Enameling

An Art Preserved Through Generations
Ulysse Nardin is dedicated to preserving the intricate and historical art of enamelling. This delicate process, requiring exceptional skill and patience, produces stunningly detailed and vibrant watch dials that are truly works of art.

Enamelling is a rare and intricate decorative technique, mastered only by a handful of craftsmen, demanding unique skills at every step from preparation to application.
Bought by ULYSSE NARDIN in 2011, the Donzé Cadrans workshop in Le Locle has preserved this exceptional expertise. Its craftspeople have mastered age-old techniques including traditional enamelling, translucent enamels, cloisonné and champlevé.
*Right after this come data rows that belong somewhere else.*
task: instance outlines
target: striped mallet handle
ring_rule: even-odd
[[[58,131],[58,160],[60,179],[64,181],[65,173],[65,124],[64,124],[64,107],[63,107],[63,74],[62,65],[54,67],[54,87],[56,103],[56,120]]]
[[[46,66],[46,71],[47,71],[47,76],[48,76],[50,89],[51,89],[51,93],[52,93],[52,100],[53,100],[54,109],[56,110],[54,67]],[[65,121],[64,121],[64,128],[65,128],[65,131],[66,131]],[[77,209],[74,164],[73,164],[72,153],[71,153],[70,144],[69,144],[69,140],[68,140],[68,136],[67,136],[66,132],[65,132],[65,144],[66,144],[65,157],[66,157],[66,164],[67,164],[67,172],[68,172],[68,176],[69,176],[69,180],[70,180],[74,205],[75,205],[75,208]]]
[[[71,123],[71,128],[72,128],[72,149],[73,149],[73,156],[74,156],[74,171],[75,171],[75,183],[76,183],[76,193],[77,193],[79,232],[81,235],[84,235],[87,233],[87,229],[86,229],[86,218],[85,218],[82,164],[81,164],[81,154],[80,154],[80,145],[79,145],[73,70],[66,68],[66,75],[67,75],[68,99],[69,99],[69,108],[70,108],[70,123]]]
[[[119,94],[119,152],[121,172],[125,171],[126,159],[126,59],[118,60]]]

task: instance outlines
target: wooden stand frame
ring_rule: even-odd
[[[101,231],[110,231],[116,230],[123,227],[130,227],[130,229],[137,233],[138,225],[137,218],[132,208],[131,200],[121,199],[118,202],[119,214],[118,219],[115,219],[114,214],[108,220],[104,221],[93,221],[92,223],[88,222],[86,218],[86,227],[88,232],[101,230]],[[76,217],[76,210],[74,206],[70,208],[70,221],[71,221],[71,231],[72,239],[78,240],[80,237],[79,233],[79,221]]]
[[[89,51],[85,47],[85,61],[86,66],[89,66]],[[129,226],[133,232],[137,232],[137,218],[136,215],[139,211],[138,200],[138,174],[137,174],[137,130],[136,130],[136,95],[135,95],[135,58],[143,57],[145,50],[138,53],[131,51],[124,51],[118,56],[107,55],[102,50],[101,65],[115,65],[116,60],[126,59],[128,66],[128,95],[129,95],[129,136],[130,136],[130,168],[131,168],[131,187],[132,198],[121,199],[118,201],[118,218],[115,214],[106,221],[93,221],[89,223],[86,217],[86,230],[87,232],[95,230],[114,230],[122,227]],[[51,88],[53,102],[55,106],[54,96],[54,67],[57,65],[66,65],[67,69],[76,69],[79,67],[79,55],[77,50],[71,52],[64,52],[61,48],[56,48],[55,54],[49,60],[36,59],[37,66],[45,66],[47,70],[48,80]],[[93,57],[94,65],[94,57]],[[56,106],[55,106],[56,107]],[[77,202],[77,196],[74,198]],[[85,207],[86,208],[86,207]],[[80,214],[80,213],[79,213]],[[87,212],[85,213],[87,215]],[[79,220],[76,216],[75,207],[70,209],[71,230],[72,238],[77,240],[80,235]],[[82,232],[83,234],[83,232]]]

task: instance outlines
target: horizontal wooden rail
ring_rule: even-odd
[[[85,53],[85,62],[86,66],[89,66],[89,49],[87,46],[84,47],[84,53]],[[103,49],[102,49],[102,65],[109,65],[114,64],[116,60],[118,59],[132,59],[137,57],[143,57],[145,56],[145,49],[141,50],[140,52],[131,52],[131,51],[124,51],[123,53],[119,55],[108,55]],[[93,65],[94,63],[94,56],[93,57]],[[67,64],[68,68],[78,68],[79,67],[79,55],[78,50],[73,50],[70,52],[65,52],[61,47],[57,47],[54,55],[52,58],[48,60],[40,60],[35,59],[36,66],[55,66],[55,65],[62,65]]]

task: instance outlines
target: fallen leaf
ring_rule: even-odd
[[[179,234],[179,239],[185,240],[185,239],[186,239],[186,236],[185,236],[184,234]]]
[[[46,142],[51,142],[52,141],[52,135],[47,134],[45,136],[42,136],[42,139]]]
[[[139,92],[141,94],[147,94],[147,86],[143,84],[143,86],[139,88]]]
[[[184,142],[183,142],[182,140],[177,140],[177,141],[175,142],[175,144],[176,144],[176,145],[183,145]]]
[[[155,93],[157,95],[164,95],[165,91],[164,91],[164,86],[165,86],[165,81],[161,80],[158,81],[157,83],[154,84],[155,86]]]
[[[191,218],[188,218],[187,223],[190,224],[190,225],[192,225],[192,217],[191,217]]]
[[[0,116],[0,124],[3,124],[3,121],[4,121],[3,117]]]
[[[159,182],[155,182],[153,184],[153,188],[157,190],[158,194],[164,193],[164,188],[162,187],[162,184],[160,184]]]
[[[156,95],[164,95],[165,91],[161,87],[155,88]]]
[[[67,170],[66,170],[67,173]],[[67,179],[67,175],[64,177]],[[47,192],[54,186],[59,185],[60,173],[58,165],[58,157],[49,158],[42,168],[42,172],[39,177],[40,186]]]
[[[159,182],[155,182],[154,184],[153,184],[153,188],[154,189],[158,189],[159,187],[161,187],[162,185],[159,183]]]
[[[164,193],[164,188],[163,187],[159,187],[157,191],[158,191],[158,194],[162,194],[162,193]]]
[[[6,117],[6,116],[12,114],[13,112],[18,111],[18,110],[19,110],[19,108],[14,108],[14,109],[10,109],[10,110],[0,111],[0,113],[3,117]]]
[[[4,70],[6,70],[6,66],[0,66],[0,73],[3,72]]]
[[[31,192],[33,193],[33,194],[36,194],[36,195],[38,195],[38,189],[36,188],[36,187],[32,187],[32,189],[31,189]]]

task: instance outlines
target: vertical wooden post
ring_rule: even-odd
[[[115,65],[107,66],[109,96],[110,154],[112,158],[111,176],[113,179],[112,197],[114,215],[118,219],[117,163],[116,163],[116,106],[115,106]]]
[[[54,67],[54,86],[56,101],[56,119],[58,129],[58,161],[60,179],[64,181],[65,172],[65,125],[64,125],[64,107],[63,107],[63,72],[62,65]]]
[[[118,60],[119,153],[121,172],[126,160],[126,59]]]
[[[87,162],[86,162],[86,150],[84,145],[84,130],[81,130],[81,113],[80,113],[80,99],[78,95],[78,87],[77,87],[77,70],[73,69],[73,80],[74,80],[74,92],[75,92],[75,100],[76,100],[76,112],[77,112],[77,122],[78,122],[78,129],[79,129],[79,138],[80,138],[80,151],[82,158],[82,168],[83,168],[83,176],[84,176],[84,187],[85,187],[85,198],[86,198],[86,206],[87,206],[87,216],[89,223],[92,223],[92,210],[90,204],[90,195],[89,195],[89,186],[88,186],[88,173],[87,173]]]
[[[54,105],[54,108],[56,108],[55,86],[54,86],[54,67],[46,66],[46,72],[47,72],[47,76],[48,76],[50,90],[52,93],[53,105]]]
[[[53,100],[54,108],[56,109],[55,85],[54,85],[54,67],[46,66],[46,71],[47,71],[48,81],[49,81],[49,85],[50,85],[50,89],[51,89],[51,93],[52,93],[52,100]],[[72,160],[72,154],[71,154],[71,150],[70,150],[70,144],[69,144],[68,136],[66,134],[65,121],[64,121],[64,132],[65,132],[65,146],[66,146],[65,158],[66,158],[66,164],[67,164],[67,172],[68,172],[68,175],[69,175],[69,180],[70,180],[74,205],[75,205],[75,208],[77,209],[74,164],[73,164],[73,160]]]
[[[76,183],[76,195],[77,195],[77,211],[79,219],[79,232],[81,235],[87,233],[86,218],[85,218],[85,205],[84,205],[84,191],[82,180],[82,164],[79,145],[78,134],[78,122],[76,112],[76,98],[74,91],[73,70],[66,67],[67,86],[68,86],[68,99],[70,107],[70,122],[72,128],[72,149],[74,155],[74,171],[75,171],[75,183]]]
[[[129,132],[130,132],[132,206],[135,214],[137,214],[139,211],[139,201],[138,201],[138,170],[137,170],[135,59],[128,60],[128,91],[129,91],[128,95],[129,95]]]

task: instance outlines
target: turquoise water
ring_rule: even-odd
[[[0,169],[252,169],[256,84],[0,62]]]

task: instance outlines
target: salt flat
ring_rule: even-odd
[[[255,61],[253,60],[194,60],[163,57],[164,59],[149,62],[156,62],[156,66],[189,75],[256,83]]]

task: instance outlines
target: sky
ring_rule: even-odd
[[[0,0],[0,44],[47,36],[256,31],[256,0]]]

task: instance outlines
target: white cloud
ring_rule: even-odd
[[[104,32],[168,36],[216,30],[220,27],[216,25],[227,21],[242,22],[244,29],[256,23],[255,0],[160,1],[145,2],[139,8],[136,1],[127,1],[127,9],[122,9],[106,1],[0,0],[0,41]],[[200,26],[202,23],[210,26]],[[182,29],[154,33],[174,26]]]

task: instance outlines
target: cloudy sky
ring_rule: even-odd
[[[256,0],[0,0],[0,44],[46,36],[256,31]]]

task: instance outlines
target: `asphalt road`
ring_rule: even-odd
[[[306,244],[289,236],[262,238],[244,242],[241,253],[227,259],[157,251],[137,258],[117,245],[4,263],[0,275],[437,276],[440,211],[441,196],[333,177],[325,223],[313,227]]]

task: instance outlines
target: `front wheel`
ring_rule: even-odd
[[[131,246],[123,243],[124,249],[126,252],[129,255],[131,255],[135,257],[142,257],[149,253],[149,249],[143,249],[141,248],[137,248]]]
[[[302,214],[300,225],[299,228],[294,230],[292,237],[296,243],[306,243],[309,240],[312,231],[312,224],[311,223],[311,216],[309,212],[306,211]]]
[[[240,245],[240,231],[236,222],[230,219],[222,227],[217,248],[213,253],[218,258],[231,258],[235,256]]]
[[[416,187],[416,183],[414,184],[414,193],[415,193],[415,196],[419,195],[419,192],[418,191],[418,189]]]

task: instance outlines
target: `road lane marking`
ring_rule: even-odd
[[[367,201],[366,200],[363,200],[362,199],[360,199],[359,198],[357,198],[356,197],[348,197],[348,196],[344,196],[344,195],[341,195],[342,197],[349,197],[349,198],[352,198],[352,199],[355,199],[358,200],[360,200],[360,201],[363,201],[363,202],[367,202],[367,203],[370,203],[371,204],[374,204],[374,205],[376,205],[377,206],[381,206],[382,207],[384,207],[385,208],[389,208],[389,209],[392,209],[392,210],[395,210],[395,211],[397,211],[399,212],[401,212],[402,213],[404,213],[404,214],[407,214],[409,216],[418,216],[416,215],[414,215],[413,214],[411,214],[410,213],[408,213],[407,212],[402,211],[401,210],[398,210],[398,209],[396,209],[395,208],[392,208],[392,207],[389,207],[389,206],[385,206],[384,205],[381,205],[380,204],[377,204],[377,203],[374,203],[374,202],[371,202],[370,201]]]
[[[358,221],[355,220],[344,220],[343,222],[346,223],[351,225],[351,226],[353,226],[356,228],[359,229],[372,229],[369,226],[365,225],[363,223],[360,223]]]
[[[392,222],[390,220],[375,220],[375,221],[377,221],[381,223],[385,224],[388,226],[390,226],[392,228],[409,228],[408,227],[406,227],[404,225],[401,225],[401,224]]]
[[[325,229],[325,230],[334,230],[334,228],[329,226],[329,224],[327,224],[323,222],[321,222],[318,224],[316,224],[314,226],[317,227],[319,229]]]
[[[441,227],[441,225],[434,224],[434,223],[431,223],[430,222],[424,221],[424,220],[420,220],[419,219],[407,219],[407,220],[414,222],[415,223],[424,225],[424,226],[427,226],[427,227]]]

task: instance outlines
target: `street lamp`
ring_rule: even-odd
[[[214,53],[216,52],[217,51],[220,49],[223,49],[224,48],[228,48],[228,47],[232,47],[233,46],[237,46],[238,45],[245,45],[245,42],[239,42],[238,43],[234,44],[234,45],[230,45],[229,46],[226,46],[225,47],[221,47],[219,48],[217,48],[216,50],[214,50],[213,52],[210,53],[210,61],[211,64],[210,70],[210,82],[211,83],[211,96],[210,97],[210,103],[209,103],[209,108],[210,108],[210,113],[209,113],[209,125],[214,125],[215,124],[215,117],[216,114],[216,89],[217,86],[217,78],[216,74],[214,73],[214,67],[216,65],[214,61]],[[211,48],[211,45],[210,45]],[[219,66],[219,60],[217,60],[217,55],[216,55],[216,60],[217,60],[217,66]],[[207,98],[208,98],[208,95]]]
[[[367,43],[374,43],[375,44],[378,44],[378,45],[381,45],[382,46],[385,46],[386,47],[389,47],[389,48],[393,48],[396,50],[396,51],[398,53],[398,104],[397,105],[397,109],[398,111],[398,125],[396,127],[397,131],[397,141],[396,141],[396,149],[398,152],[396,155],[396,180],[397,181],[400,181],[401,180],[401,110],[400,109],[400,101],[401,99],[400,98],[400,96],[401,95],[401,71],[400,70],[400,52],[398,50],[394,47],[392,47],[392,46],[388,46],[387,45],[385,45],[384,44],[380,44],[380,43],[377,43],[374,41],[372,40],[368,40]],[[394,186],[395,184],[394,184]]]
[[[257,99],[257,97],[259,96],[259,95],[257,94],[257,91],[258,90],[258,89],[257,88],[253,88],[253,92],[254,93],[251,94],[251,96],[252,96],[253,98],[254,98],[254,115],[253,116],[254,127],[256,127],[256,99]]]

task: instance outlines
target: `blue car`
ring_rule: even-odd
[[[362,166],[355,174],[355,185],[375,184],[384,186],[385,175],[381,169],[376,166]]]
Each of these methods requires meticulous craftsmanship, ensuring that the resulting timepieces are not only functional but also artistically profound.
The process for all four techniques is similar: enamel is applied and fired at around 800 °C, in alternating layers and oven cycles. Traditional enamel dials are made by sprinkling enamel, while other techniques use water to apply the enamel with a brush. Donzé Cadrans offers an impressive palette of over 700 colour references, allowing for an extraordinary range of artistic expression and customization.

Techniques and processes

Grand Feu or traditional
Grand Feu or traditional enamel was introduced to watchmaking in the 17th century. This method involves applying enamel powder to a copper dial, which is then fired at around 800 °C. The high temperature fuses the enamel to the surface, creating a durable, glossy finish. This process is repeated several times to achieve the desired depth and lustre. The transfers are also made from enamel. The dials produced in this way have a special shine and offer unrivalled resistance to tarnishing. Each Grand Feu enamel dial is unique: its finish cannot be polished or altered once it has been fired, guaranteeing its authenticity and timeless beauty.

Guilloché and flinqué
Guilloché involves creating intricate, repetitive patterns on the dial using a guilloché lathe. These patterns are then covered with translucent enamel, which highlights the engraving beneath. Flinqué is a technique used to create decorations such as engravings, guilloché or other motifs on a stamp, which is then used to replicate these decorations by striking the dial plates. The enamel used is translucent or opalescent, allowing the intricate patterns to shine through. After the enamel is applied, the dial undergoes polishing, drilling, and other finishing processes to add the final touches to these refined dials.

Cloisonné
Cloisonné is a technique that appeared in the 1st century BC and consists of creating compartments or partitions using gold wire. These compartments are then filled with enamel and fired multiple times to achieve the desired depth and colour. The base plate is made of 18 or 22 carat gold and hand-engraved to give it a unique sparkle. The enamel must be applied very carefully in even layers on both sides of the partitions to prevent them from moving during firing. It generally takes four layers of enamel and six to eight firings to produce the desired effects. The final surface is then smoothed with a diamond file, vitrified and polished to perfection.

Champlevé
The champlevé technique dates back to Byzantine times, and is the perfect blend of two ancient craft traditions: engraving and enamelling. The engraver creates complex cavities and patterns in precious metal plates. The enameller carefully applies the various enamels inside these cavities. Once the enamel has been applied and polished, the engraver will chisel away the metal partitions to give the illusion of depth and 3 dimensions, a true trompe-l'œil creation that requires perfect mastery of the pressure exerted by the chisel and smooth, precise gestures to turn each dial into a genuine work of art.